Football brings out more ankle and knee injuries.
One graduate professor at UTC says many of those might actually be due to concussions.
Gary Wilkerson is a graduate professor of Health & Human Performance. He’s also a football fan, and he’s seen the injuries that later ended the lives of Junior Seau, Shane Dronett, Ray Easterling and Dave Duerson.
It’s CTE, or chronic traumatic encephalopathy. A progressive brain condition that’s thought to be caused by repeated blows to the head or episodes of concussions.
Wilkerson says someone who’s had a concussion is more likely to suffer more injuries on the field, or even in combat.
“We’re just beginning to unravel what the effects really are. It’s very challenging because there are no symptoms. It’s a completely asymptomatic process, which is why we are doing the (virtual reality) training. Because we want to be able to detect if there’s something that’s not perfectly normal, we want to detect it as soon as we can. We don’t know if we can fix it or not, but you certainly can’t fix it if you don’t know it’s there.”

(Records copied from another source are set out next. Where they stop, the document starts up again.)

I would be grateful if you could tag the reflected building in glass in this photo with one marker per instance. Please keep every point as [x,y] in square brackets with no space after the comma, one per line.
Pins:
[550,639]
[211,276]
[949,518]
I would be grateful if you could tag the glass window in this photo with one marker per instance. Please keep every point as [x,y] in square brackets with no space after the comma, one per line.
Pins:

Wilkerson uses virtual reality to get research on brain processes after concussion symptoms. To show how the test works, Mocs junior running back Ailym Ford was the test subject.
Once he put on the headset, the test is to lunge in either the same or opposite direction a particular shape is going. Depending on your score, Wilkerson can see whether you’ve had a concussion, and how it may affect you.
“I can see characteristic patterns, characteristic profiles in people who have had multiple concussions. Now…can we fix it? We don’t know. We feel pretty confident that wherever you are, we can make you better.”
I took the test, too. I wasn’t perfect, but I suffered a few concussions in my lifetime.
Ford wasn’t perfect either. One thing we noticed was there were times the running back did a stutter-step move to go in a different direction. Wilkerson says that split second may cost him on the field.
Wilkerson: “Indecision is very often a part of the susceptibility. The more confident you are in your responses, the more protected you are. Milliseconds matter.”
Ford: “As soon as you hesitate, that’s when you get it wrong. Just like on the field. As soon as you hesitate, you miss the hole. You miss the gap, and … that’s how you lose.”
Concussions are bad enough. Wilkerson says other things, like high intake of sugars and not getting proper amounts of sleep, can exacerbate any concussion symptoms.